CUDA OOM is handled via halve-and-retry bounded by `C10BatcherConfig.max_oom_retries`
(default 1: 64 → 32, then succeed-or-fail-fast) so a real GPU regression
surfaces in seconds rather than via silent retries. Per-10% progress is
emitted both as DEBUG logs (`c10.descriptor.progress`) and via an optional
`progress_callback` so operator tooling can wire a TTY/GUI bar without
touching the batcher itself. The descriptor int64 id formula is the
canonical AZ-306 scheme (`int.from_bytes(sha256("zoom|lat|lon").first8, "big", signed=True)`)
— invented locally to avoid a circular dependency back into C6 internals
would break AC-6.

**Error Handling Strategy**:

- `EngineBuildError` / `CalibrationCacheError`: surfaced from C7 — never silently fall back; operator must intervene.
- `DescriptorBatchError`: CUDA OOM during descriptor generation. Halve batch size and retry once; if still OOM, surface to operator.
- `ManifestWriteError`: filesystem error or atomic-write rollback. Cache marked invalid; operator must re-run.
- `IdempotentNoOp`: D-C10-1 manifest-hash matched the prior build's hash; skip rebuild; emit no-op report.
- `ContentHashMismatchError` (F2): refuse takeoff; STATUSTEXT to GCS; FDR records the event; operator must re-run F1.
- **Missing tiles in C6 for the requested bbox/zoom**: surface as `BuildReport.failure` with explicit instruction to run C11 `TileDownloader` first; do **not** fall back to a network fetch — that responsibility lives in C11.
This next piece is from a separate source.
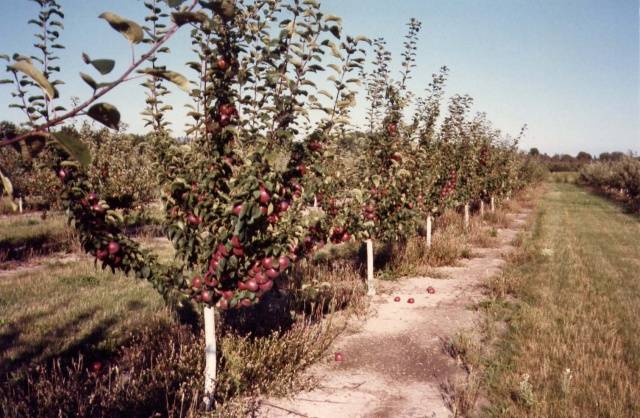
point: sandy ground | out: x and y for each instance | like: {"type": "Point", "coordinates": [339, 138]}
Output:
{"type": "Point", "coordinates": [394, 363]}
## 6. Extensions and Helpers

| Helper | Purpose | Used By |
|--------|---------|---------|
| `Sha256Sidecar` | atomic write + content-hash sidecar pattern | C6, C7, C10 |
| `EngineFilenameSchema` | self-describing filename per D-C10-7 | C7, C10 |
| `WgsConverter` | bbox math | C4, C5, C6, C8, C10 |

## 7. Caveats & Edge Cases

**Known limitations**:

- C10 depends on C6 already containing the tiles for the requested bbox + zoom levels. The F1 cache-build workflow (C12) sequences `C11 TileDownloader → C10 build_cache_artifacts`; C10 alone is not a complete F1.
- D-C10-3 SHA-256 content-hash gate must cover EVERY artifact: every tile (the per-tile hash is computed at C11 download time and stored in C6), the FAISS `.index`, the calibration JSON, and the Manifest itself. Missing sidecars are a release-blocking defect.

**Potential race conditions**:

- Concurrent `build_cache_artifacts` invocations on the same cache root would corrupt state. Single-process operator-orchestrator wraps with a filesystem lockfile (the same lockfile C11 honours); if a second invocation tries to start, fail with explicit error.
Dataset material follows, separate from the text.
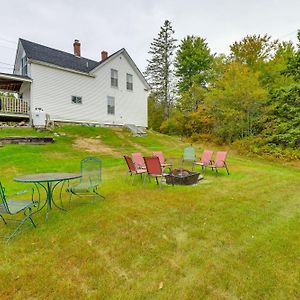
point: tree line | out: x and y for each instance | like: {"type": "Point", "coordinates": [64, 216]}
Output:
{"type": "Point", "coordinates": [250, 97]}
**Performance bottlenecks**:

- Descriptor batched generation is GPU-bound; batching is the main lever (D-C7-1 INT8/FP16 mix decision applies).
- Engine compile is workspace-bound on Jetson; D-C10-6 calibration cache reuse is the main lever.

## 8. Dependency Graph

**Must be implemented after**: C6 (read source for tiles, write target for FAISS), C7 (engine + descriptor runtime), C2 (backbone interface for descriptor generation; called via C7).

**Can be implemented in parallel with**: C8, C13.
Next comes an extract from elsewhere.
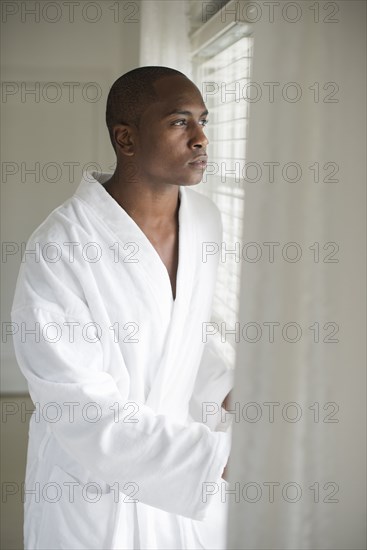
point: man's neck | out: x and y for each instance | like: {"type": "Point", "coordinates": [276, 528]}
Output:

**Blocks**: C12 (operator can't sequence F1 without C10 ready), F1, F2 (verify_manifest), F8 (warm-cache verify on reboot recovery).

## 9. Logging Strategy

| Log Level | When | Example |
|-----------|------|---------|
| ERROR | `EngineBuildError`, `DescriptorBatchError`, `ManifestWriteError`, `ContentHashMismatchError` (F2) | `C10 engine build failed: backbone=disk; takeoff blocked` |
| WARN | engine cache miss falls through to build | `C10 engine cache miss: model=ultra_vpr; sm=87, jp=6.2, trt=10.3, fp16; rebuild` |
| INFO | Build start/end + report; verify_manifest pass | `C10 build complete: engines=4, descriptors=87654, manifest_hash=…; outcome=success` |
| DEBUG | per-tile descriptor batch progress | `C10 descriptor batch progress: 12345/87654 (14%)` |

**Log format**: structured JSON.
**Log storage**: stdout (operator tool); journald (companion verify); FDR via C13 (only for F2 verify_manifest events — provisioning is offline and goes to operator-facing logs, not flight FDR).